The sign-up page asked for three simple pieces of information: A recent account number, the patient’s name and our zip code. Easy. I almost never get my wife’s name wrong, I memorized our zip code days ago, and though each bill had a different account number, I had all four right in front of me.
Huh, that’s odd. I tried again. Authorization failed. Did I accidentally misspell the name? Nope. Did I mistype a digit? Nope. I tried some common misspellings of our last name, using a Q and fewer “Ls” and/or “T’s” and “E’s.” No luck.
Maybe only one of the four different account numbers would be valid for a frequent patient. I tried the earliest bill. Authorization failed. I tried the most recent bill. Authorization failed. Failed. Failed.
Reluctantly — because it was such a simple form — I clicked on the “How It Works” button. The pop-up window instructions included this: “Make sure you enter everything exactly as it appears on your statement.”
Now we’re getting somewhere. The bill used my wife’s middle initial! I tried the form with the initial included. Authorization failed. I tried all four account numbers. Failed.
Wait. The bill from the hospital is addressed to a nine-digit zip code. Surely the form wouldn’t require this bit of minutiae just to let me register and hand over my money, would it? I didn’t know that I even had four extra digits, but there they were. I tried, with four different account numbers, and my wife’s middle initial, but no luck. Authorization failed. How about the nine-digit zip but no middle initial? Uh uh.
What a time-saving, convenient feature this was proving to be. I’m considering becoming a frequent psychiatric patient.
Desperate for answers, I noted that the instructions required a proper Web browser. I thought my browser was one of the acceptable ones, but to be sure I tried entering the information in two other browsers. Five-digit zip codes and nine. Middle initial and no middle initial. Four different account numbers.
I could have driven to the emergency room, waited for an available physician and then physically handed him the money to pay our old bill. Would have been quicker.
Finally beaten, I resigned myself to waiting for the collection agencies. I did, however, dash off an extremely unfriendly note to customer service, using totally inappropriate words that I’m not proud of.
The same day I got a response, with a helpful tip: Type the patient name in capital letters.
All caps?

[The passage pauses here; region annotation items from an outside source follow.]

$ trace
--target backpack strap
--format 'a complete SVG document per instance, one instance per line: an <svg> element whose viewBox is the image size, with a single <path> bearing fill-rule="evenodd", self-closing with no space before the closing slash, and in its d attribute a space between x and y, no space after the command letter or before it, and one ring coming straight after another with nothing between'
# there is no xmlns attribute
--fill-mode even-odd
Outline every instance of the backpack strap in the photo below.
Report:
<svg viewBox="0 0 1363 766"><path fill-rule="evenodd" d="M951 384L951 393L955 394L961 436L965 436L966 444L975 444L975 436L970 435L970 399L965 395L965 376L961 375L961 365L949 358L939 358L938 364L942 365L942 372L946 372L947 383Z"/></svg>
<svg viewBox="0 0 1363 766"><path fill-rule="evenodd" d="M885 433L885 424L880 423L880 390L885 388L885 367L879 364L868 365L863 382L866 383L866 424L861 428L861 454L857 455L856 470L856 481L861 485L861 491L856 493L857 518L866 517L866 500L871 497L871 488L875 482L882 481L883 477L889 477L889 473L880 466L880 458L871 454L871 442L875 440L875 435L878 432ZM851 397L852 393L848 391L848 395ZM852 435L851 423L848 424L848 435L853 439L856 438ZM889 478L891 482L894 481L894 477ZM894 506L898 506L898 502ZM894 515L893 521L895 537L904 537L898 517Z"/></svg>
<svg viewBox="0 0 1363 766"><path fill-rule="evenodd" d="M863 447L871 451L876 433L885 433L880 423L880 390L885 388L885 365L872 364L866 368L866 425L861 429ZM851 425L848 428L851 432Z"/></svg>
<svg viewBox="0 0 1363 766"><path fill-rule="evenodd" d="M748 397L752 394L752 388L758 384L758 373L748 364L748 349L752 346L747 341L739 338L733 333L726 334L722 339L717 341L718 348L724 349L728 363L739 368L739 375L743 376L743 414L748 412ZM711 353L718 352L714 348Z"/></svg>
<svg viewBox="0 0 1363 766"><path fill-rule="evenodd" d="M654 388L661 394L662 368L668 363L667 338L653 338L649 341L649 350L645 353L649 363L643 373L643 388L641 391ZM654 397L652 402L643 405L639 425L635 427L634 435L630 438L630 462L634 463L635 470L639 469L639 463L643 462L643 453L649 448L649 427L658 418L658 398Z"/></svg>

Who types anything in all caps, except for people yelling in an Internet chat room? If you’re going to require all caps, shouldn’t that, you know, be mentioned somewhere?
Reluctantly, almost hating myself for doing it, I navigated back to the website. Account number. Wife’s name, with middle initial. Zip code, with nine digits. Helvetica bold font, just like on the bill. All caps.
I did have one more misstep, forgetting to put the amount of my payment in the proper box. I got back this warning:
“Ensure that the sum of all payment entries is between $.01 and $9,999,999.99.” Whew. If my bill was $10 million I would have had to use a different form of payment.
The lesson, if anyone else is having the same problem, is to make sure you use all caps. Or don’t get sick.
If only all health issues were this easily solved.